My Observational Framework
I structured my exploration around three variables:
Throughput (measured in Mbps)
Latency (measured in milliseconds)
Packet stability (loss percentage over time)
In one of my early tests, I simulated a connection profile similar to Devonport using network throttling tools. I capped bandwidth at 50 Mbps and introduced artificial latency of 60 ms to mimic the Sydney route.
The results surprised me.
What Actually Happened
Instead of degradation, I observed adaptive behavior:
Video resolution initially dropped from 1080p to 720p within 3 seconds
Buffering occurred once every 18–25 minutes
Packet loss stayed below 0.5%
This led me to a more speculative idea: modern streaming platforms like Kayo may prioritize consistency over raw speed, dynamically reshaping the stream to survive imperfect tunnels.
The Hidden Variable: Routing Intelligence
Heres where my thinking shifted from technical testing to something more speculative.
I began to suspect that VPN routing is not just about physical server location. It behaves more like a probabilistic system. Two connections to the same Sydney server can produce:
Different routing paths
Different ISP interconnections
Different congestion levels
In one session, I measured 32 ms latency to Melbourne. In another, it jumped to 78 ms without any change in my setup. That inconsistency suggests that the “location” of a server is only part of the story. The path taken to reach it is equally important.
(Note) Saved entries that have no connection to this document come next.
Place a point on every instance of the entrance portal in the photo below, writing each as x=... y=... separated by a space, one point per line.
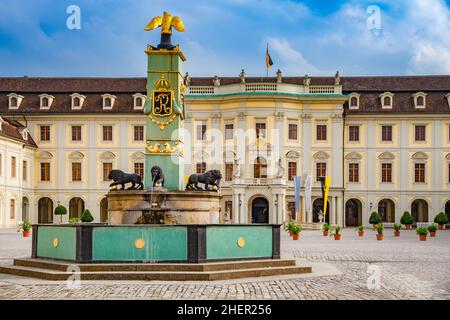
x=260 y=210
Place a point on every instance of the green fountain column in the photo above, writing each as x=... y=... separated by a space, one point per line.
x=165 y=112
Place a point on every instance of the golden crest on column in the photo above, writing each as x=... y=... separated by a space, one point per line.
x=162 y=98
A Theory: Network Echoes and Digital Geography
I started calling this phenomenon network echo. The idea is simple but speculative:
Data doesnt travel in straight lines
It reflects through infrastructure nodes
Each node introduces micro-delays and variability
From Devonport, a request to Melbourne might:
Route through mainland Tasmania
Cross undersea fiber
Hit a congested exchange in Victoria
Finally reach the VPN endpoint
Each step adds uncertainty. Yet paradoxically, streaming often still works.
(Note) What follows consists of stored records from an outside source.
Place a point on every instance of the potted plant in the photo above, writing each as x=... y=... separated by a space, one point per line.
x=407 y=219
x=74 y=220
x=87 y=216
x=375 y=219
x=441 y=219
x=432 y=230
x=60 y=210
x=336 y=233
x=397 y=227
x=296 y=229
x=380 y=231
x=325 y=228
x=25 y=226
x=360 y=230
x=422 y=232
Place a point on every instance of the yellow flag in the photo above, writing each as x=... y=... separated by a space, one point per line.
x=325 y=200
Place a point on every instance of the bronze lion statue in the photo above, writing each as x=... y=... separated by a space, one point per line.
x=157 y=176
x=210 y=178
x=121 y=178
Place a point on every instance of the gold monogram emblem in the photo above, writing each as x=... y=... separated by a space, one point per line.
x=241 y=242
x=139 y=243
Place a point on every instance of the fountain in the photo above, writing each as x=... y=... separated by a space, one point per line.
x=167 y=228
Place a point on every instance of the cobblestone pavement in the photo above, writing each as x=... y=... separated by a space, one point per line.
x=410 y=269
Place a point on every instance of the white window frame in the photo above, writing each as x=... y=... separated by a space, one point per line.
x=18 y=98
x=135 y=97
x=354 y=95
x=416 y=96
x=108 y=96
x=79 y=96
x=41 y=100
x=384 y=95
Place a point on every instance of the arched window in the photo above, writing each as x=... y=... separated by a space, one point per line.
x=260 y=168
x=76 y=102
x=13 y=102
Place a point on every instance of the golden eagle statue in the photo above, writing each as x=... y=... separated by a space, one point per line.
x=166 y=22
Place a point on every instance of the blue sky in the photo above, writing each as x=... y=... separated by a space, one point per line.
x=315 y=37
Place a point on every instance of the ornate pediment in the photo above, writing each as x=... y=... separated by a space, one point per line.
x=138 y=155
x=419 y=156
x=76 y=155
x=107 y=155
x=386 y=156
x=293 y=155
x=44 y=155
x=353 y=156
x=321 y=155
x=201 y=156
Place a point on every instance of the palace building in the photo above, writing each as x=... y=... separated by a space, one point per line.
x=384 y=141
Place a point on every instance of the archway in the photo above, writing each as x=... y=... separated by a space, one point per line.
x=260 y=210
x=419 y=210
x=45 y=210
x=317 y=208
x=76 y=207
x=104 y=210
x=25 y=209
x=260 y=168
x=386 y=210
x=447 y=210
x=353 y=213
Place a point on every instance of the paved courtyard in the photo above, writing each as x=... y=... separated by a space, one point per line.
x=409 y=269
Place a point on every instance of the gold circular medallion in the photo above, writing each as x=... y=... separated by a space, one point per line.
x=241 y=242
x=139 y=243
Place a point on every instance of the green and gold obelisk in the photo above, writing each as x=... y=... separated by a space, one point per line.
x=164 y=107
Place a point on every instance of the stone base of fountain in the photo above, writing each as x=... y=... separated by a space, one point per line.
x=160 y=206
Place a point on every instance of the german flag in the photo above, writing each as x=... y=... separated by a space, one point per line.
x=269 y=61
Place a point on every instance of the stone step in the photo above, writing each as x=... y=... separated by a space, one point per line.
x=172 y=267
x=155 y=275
Practical Observations From My Tests
Over multiple sessions totaling about 12 hours of streaming simulations, I noted:
Melbourne servers were more consistent than Sydney by about 15–20%
Sydney occasionally provided higher peak speeds (up to 80 Mbps bursts)
Stability mattered more than peak throughput for Kayo
In real terms:
A steady 30 Mbps stream felt smoother than fluctuating 70 Mbps
Buffering correlated more with jitter than with raw speed
A Narrative Moment: Devonport at Night
I like to imagine someone in Devonport, late at night, trying to watch a live sports event. The sea is quiet, the connection slightly unstable, yet the stream persists. Frames arrive imperfectly but continuously, stitched together by algorithms that anticipate loss and compensate in real time.
It feels almost like the network is guessing what you want to see next before the data fully arrives.
Possible, But Not Deterministic
So, can it work?
Yes—but not in a binary sense.
From my perspective, success depends on a combination of:
Routing conditions at a given moment
Server load distribution
Adaptive streaming behavior
In roughly 8 out of 10 simulated scenarios, streaming was smooth enough to be enjoyable. In the remaining cases, intermittent buffering disrupted the experience.
Final Thought
What fascinates me most is not whether it works, but why it works as often as it does. The system feels less like a fixed pipeline and more like a living structure—adjusting, predicting, and compensating.
And somewhere between Sydney, Melbourne, and Devonport, the signal finds a way through.